Las premisas de Richet y de sus discípulos pronto podrán cambiar, mejor dicho, deberán cambiar según se suceda el ritmo de las experiencias y los hallazgos. De los tres pilares de la actual metapsíquica: criptestesia, telequinesia y ectoplasma, el último se revela como el menos firme, y hay discípulos que lo creen innecesario para el ulterior desarrollo de esa ciencia.
Así, el cuerpo general de las hipótesis podrá en el futuro no reconocer los entronques con su estado actual, pero el grande, el innegable mérito de la meta-psíquica es haber domesticado ilusiones, haber librado de huidizos ropajes o viejas creencias y con el núcleo valedero, ya en la senda del método y de la experimentación, proporcionar los lineamientos generales para una comprensión científica del problema.
C. Lombroso - Fenómenos hipnóticos y espiritistas - Fotografía de la levitación de una mesa durante una sesión espiritista. La médium es la famosa Eusapia Paladino.
L. Isaac - Black Star - Según los adeptos al espiritismo, este es un fenómeno de levitación del médium durante una sesión espiritista.

Fuente: Nueva Enciclopedia de Conocimientos Universales - Editorial Cumbre Libro 6 - EL HOMBRE
Criptestesia: Término ideado por charles Richet para designar la clarividencia. En la actualidad está en desuso, sustituida por clarividencia.

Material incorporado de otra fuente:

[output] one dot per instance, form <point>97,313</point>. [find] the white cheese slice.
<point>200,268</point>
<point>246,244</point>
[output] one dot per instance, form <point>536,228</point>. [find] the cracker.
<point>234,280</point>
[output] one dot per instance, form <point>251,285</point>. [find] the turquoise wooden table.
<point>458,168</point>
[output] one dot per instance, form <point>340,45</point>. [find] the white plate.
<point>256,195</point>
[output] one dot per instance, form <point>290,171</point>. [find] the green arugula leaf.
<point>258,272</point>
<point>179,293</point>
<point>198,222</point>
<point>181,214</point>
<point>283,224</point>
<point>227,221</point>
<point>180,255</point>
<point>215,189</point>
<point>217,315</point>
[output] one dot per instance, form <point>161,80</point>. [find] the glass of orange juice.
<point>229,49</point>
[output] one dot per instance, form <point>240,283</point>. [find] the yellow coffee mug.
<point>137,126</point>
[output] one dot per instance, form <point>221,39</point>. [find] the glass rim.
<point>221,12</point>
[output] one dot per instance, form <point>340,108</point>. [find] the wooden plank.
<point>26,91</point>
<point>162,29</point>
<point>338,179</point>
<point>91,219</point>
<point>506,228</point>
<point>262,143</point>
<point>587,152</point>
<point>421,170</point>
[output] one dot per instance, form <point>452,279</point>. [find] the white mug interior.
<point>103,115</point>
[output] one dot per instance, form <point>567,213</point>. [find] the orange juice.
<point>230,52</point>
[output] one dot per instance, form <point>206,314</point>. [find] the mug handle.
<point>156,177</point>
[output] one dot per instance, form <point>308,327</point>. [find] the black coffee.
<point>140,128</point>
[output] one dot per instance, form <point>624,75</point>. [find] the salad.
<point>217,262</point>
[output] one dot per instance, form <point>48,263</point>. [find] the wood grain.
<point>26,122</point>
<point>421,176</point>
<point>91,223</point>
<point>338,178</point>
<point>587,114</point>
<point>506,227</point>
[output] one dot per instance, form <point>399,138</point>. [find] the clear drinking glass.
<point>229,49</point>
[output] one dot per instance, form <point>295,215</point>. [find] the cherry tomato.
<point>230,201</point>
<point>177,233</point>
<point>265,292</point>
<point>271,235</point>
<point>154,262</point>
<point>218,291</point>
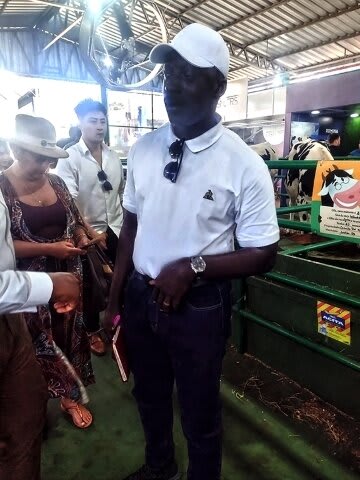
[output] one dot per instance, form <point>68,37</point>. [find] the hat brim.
<point>51,152</point>
<point>160,53</point>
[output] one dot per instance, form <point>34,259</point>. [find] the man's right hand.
<point>107,323</point>
<point>66,292</point>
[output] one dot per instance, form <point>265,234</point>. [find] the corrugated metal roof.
<point>264,36</point>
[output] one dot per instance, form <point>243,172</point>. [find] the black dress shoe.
<point>147,473</point>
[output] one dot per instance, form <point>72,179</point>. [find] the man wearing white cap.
<point>191,184</point>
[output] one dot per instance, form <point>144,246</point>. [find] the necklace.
<point>28,192</point>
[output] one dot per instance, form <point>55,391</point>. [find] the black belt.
<point>198,282</point>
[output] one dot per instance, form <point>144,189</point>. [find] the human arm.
<point>62,249</point>
<point>122,268</point>
<point>257,233</point>
<point>67,171</point>
<point>122,183</point>
<point>176,278</point>
<point>23,291</point>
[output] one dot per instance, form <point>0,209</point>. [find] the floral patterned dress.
<point>60,340</point>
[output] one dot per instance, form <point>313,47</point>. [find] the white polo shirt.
<point>79,171</point>
<point>223,187</point>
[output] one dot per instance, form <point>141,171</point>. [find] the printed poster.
<point>334,322</point>
<point>335,209</point>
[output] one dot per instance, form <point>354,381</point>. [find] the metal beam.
<point>238,51</point>
<point>2,10</point>
<point>310,23</point>
<point>48,13</point>
<point>320,44</point>
<point>67,29</point>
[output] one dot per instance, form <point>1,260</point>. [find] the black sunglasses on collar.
<point>105,182</point>
<point>176,150</point>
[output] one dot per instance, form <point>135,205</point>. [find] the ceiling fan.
<point>111,47</point>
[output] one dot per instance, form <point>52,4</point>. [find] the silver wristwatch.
<point>198,265</point>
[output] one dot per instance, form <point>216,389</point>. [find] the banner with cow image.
<point>335,209</point>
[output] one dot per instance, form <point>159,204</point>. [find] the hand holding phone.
<point>91,242</point>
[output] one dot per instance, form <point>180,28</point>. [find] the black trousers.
<point>186,347</point>
<point>23,397</point>
<point>92,319</point>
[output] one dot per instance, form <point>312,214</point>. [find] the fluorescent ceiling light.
<point>107,61</point>
<point>94,5</point>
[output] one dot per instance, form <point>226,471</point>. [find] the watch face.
<point>198,264</point>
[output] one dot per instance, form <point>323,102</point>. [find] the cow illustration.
<point>340,189</point>
<point>267,152</point>
<point>299,183</point>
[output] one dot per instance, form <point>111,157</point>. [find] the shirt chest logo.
<point>209,195</point>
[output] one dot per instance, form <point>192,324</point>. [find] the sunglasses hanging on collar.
<point>176,151</point>
<point>105,182</point>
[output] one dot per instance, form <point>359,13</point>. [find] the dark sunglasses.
<point>176,150</point>
<point>105,182</point>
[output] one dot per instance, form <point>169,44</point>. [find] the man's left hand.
<point>172,283</point>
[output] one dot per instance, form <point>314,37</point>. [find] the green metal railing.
<point>315,347</point>
<point>324,292</point>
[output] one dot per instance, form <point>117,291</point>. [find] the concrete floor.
<point>258,444</point>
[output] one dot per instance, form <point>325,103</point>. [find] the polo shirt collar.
<point>204,141</point>
<point>85,149</point>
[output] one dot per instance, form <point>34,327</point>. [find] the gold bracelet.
<point>77,237</point>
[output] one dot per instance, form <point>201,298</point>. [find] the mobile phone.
<point>91,242</point>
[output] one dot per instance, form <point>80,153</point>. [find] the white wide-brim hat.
<point>197,44</point>
<point>36,135</point>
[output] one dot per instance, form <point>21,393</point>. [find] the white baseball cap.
<point>197,44</point>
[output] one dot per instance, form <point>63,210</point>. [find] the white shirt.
<point>223,187</point>
<point>19,291</point>
<point>79,171</point>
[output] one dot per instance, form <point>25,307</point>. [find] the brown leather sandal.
<point>97,345</point>
<point>77,410</point>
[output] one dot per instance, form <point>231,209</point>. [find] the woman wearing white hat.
<point>48,232</point>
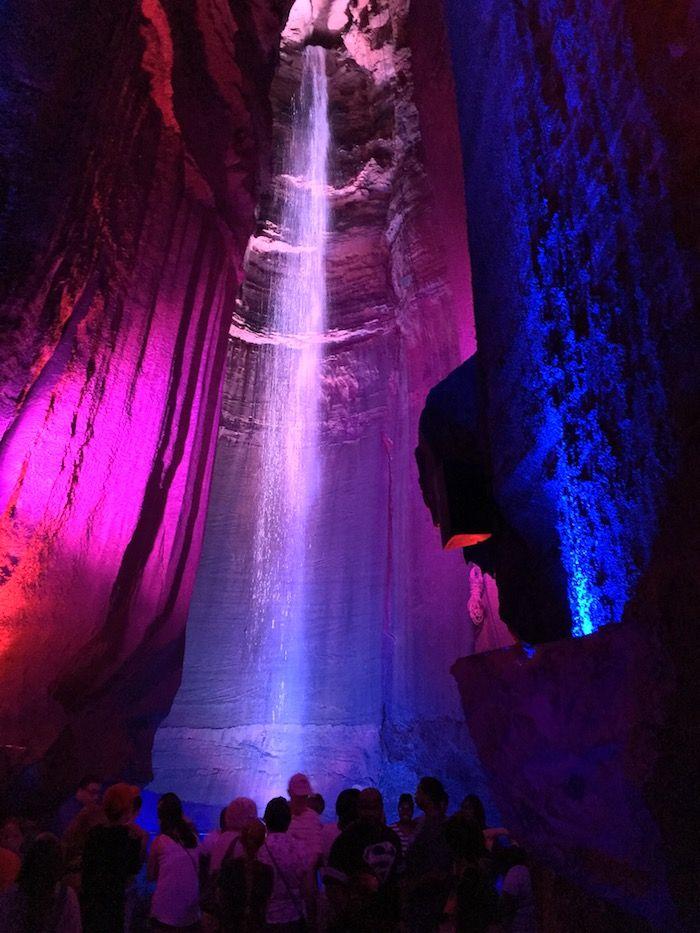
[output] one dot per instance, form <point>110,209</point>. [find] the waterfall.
<point>289,473</point>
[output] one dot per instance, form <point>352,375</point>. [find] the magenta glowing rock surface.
<point>337,662</point>
<point>121,261</point>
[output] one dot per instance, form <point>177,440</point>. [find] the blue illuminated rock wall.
<point>581,291</point>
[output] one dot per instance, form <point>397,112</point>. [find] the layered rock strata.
<point>579,127</point>
<point>388,609</point>
<point>130,146</point>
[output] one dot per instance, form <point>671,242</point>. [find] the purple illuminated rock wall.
<point>130,144</point>
<point>580,141</point>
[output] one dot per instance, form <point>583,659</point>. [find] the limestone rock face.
<point>577,167</point>
<point>387,608</point>
<point>130,149</point>
<point>579,131</point>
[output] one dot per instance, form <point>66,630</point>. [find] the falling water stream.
<point>289,477</point>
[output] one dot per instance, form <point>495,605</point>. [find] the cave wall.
<point>583,288</point>
<point>388,609</point>
<point>129,146</point>
<point>580,144</point>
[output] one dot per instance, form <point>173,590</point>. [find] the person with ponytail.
<point>39,902</point>
<point>173,863</point>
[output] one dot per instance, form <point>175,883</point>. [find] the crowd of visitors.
<point>100,872</point>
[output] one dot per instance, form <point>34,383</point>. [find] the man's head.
<point>118,802</point>
<point>252,837</point>
<point>346,806</point>
<point>405,808</point>
<point>317,803</point>
<point>370,806</point>
<point>431,796</point>
<point>239,812</point>
<point>11,836</point>
<point>278,816</point>
<point>299,792</point>
<point>88,792</point>
<point>473,809</point>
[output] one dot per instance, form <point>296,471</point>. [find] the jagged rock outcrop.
<point>130,152</point>
<point>579,126</point>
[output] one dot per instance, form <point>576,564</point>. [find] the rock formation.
<point>130,157</point>
<point>579,128</point>
<point>388,607</point>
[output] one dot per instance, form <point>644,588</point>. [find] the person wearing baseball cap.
<point>112,855</point>
<point>306,831</point>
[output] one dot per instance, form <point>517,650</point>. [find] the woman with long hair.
<point>39,902</point>
<point>173,863</point>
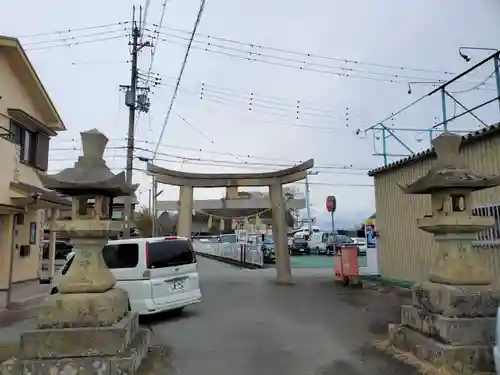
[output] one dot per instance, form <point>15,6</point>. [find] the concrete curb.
<point>392,282</point>
<point>231,262</point>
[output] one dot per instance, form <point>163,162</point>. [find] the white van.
<point>318,242</point>
<point>158,273</point>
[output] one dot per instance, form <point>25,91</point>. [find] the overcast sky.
<point>334,98</point>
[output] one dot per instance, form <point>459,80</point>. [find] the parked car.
<point>266,245</point>
<point>318,241</point>
<point>63,248</point>
<point>300,246</point>
<point>158,273</point>
<point>334,246</point>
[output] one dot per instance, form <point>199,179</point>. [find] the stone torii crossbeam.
<point>274,180</point>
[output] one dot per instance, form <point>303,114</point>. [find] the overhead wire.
<point>75,37</point>
<point>257,57</point>
<point>312,55</point>
<point>215,162</point>
<point>267,110</point>
<point>204,136</point>
<point>77,43</point>
<point>66,31</point>
<point>252,97</point>
<point>183,66</point>
<point>154,38</point>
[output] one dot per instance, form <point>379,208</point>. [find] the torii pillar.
<point>274,180</point>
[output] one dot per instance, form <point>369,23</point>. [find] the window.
<point>67,265</point>
<point>170,253</point>
<point>26,140</point>
<point>24,250</point>
<point>268,240</point>
<point>121,255</point>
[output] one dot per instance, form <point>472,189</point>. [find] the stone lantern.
<point>87,327</point>
<point>452,316</point>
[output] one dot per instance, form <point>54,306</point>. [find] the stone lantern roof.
<point>90,175</point>
<point>448,171</point>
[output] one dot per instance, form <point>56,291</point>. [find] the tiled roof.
<point>466,139</point>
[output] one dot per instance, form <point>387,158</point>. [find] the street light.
<point>308,205</point>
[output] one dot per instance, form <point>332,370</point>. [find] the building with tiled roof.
<point>405,252</point>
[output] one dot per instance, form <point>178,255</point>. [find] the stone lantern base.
<point>451,326</point>
<point>116,349</point>
<point>87,328</point>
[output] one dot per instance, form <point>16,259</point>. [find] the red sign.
<point>331,203</point>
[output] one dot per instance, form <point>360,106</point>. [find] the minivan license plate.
<point>177,284</point>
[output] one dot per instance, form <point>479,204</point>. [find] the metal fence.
<point>489,237</point>
<point>242,253</point>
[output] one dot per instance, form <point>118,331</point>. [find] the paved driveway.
<point>248,325</point>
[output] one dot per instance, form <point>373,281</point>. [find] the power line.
<point>183,66</point>
<point>155,36</point>
<point>256,56</point>
<point>226,163</point>
<point>268,110</point>
<point>66,31</point>
<point>75,37</point>
<point>279,161</point>
<point>302,64</point>
<point>76,43</point>
<point>142,170</point>
<point>252,99</point>
<point>312,55</point>
<point>205,136</point>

Ectoplasma o teleplasma: Para que aquellos que una vez vivieron en nuestro mundo físico puedan re-materializar sus cuerpos, compuestos de esta sutil sustancia etérica, ciertas condiciones son necesarias. La primera es la presencia de alguien que posea una superfluidad de la sustancia que en los años recientes ha sido denominada ectoplasma o teleplasma.
Metapsíquica: Ciencia que tiene por objeto el estudio de fenómenos mecánicos o psicológicos, debido a fuerzas que parecen inteligentes, o a poderes desconocidos, latentes en la inteligencia humana.
Telepatía: La telepatía es la capacidad de comunicarse sin utilizar un medio o un lenguaje visible. Este fenómeno puede ocurrir en estado de vigilia, trance, sueño en ocasiones hasta inconcientemente.
Telequinesia Telequinesis o Psicoquinesis: Es la capacidad de mover objetos o modificarlos utilizando la energía de la mente sin entrar en contacto físico con ellos.